Dearest 1st 〜Dream〜
「………っ」
ふと抱き締めていた彩を離すと、彩も涙を堪えながら泣いていた。
「何で彩が泣くねん…
泣きたいのはこっちやって」
「…ごっ…ごめん…」
………いいよ。
全く……
俺は本当に、最後まで君には弱いみたいだ。
俺はふっと笑ってまた彩を抱き締めた。
───忘れないよ。
忘れない。
「……すっきりした。
──ありがとう…」
君の笑顔も、
君の泣き顔も、
君の涙も、
君の優しさも、
君の香りも、
全て──………。
俺の記憶に刻みつけて離してなんかやらない。
思えば、
泡沫のような、一瞬にして消え失せそうな儚い恋だった。
だけど諦める事はおろか、譲れないものばかりだった。
今日までの“好きだ”を
明日からは“好きだった”に変える。
胸を張ってこの恋を誇りに出来る。
──…好きだった。
好きだったよ。
きっと忘れる事なんて出来ないだろう。
永遠にこの胸に咲き誇ったまま止まないだろう。
だから桜の花と共に、花葬しようか。
──この、散りゆく恋を。
「──…彩。

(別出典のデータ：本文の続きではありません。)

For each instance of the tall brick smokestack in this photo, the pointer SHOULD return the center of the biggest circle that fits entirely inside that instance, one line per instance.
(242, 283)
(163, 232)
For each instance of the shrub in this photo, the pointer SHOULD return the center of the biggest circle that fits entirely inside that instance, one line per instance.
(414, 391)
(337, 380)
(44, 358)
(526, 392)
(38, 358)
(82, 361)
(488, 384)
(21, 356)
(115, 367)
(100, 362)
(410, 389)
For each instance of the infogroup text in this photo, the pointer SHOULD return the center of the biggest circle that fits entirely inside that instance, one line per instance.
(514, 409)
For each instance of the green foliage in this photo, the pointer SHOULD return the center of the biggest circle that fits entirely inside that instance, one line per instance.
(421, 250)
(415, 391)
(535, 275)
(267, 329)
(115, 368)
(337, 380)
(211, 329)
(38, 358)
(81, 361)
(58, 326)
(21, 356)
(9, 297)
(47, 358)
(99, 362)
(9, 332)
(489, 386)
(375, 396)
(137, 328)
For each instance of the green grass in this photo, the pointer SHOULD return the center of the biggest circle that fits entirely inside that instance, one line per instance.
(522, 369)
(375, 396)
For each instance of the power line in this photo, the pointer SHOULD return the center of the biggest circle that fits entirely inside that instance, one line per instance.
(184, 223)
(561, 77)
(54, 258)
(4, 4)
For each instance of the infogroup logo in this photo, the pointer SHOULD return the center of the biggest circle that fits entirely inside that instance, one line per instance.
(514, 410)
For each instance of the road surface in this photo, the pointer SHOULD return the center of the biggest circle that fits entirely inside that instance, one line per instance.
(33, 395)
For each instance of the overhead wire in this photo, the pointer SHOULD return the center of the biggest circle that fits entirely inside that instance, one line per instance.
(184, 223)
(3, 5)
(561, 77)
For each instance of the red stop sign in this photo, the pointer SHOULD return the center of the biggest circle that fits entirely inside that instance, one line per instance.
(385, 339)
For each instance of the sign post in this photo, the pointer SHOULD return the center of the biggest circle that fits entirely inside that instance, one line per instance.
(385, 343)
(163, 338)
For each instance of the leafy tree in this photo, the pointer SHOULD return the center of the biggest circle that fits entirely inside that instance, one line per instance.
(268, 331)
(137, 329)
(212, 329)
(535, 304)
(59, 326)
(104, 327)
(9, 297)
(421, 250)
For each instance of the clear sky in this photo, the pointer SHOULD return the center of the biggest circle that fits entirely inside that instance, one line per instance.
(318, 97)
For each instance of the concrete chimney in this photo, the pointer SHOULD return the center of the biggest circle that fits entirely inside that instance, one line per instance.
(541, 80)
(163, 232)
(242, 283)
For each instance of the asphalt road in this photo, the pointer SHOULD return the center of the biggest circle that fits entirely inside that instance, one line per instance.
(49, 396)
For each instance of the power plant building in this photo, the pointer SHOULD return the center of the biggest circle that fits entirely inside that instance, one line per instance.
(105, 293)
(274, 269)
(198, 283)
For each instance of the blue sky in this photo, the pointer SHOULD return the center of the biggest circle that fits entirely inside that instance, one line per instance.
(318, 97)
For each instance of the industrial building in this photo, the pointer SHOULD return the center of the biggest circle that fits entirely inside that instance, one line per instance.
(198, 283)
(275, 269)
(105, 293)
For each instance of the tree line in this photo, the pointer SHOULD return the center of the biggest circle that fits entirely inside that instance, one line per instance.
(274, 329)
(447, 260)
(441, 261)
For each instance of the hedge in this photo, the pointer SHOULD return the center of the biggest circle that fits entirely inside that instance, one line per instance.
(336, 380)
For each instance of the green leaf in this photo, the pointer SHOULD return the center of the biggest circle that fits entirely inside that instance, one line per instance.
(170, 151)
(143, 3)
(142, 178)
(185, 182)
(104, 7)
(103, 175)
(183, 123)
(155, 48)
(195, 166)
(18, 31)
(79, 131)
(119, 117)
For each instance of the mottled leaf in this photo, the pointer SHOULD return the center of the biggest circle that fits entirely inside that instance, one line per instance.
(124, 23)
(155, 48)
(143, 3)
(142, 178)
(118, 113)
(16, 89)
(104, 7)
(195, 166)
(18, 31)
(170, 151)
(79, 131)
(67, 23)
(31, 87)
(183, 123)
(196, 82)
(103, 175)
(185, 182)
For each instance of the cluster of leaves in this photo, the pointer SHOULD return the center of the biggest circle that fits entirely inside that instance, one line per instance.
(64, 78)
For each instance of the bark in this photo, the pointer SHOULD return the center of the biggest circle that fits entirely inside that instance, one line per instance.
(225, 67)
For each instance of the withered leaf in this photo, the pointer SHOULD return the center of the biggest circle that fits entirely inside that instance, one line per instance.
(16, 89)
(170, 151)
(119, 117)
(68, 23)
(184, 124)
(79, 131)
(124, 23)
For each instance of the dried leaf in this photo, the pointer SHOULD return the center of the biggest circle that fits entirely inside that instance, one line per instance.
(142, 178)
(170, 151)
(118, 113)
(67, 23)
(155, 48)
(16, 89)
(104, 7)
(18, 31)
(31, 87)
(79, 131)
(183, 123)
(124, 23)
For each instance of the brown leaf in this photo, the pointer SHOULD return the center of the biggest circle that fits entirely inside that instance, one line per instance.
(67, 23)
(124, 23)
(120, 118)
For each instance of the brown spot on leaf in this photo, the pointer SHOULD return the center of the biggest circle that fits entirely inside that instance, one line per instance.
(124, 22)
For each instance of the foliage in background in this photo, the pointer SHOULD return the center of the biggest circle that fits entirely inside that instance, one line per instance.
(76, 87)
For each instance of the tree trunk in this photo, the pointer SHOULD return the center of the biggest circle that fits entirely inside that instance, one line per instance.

」
「ん…?」
「桜の花言葉、知ってる?」
俺は、ハラハラと散る桜吹雪を見上げながら彩に尋ねた。
「……知らない……」
「──…日本では教養とかいう意味やけど、フランスとかではさ?」
「……うん」
「──“私を忘れないで”……って言うんやって……。」
「…………」
忘れないで。
忘れたりなんかしないで。
君を、
確かに一番に想ってた事。
傍で一番に見ていた事。
どうか忘れないで──…。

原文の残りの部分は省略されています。